The criterion **I15 — Lessons Learned** is part of our SEO checklist (335 criteria). Here, you have a **practical** method to check and fix it — with a concrete example.
This criterion is discreet… until it blocks SEO performance.
**I15 — Lessons Learned** (Chapter 9 - E-E-A-T): Sharing challenges encountered and solutions found
Why it matters: it’s a UX point that eventually translates into SEO. When poorly applied, we often observe: ambiguity (wrong query associated), duplication between pages, or loss of performance on Core Web Vitals.

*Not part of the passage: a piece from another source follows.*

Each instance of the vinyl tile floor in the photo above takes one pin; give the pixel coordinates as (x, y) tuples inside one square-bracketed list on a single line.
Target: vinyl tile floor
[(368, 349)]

On volume-generated sites, this criterion also serves as a **safeguard**: a stable rule avoids 1,000 errors at once.
Approach: express audit (manual + 1 tool). Recommended tool: **People Also Ask**.
Tip: first isolate 10 “representative” URLs (top pages + generated pages) before scaling the fix.
Strategy: make a “clean” fix (no patch), then measure.
Then: re-crawl 50–200 URLs, then monitor Search Console for 7–14 days (impressions/CTR/indexing).
Example (illustrative):
Applying a too generic automatic pattern (same logic on all pages) without adding a differentiating element.
For this type of criterion, a crawl (e.g. Screaming Frog) + targeted verification in People Also Ask is generally the fastest combo.
Freeze a self-generation rule (title/structure/schema/URLs) + add an automatic check (crawl or test) before production import.
Validate this criterion with an audit, then deepen the method in the Academy.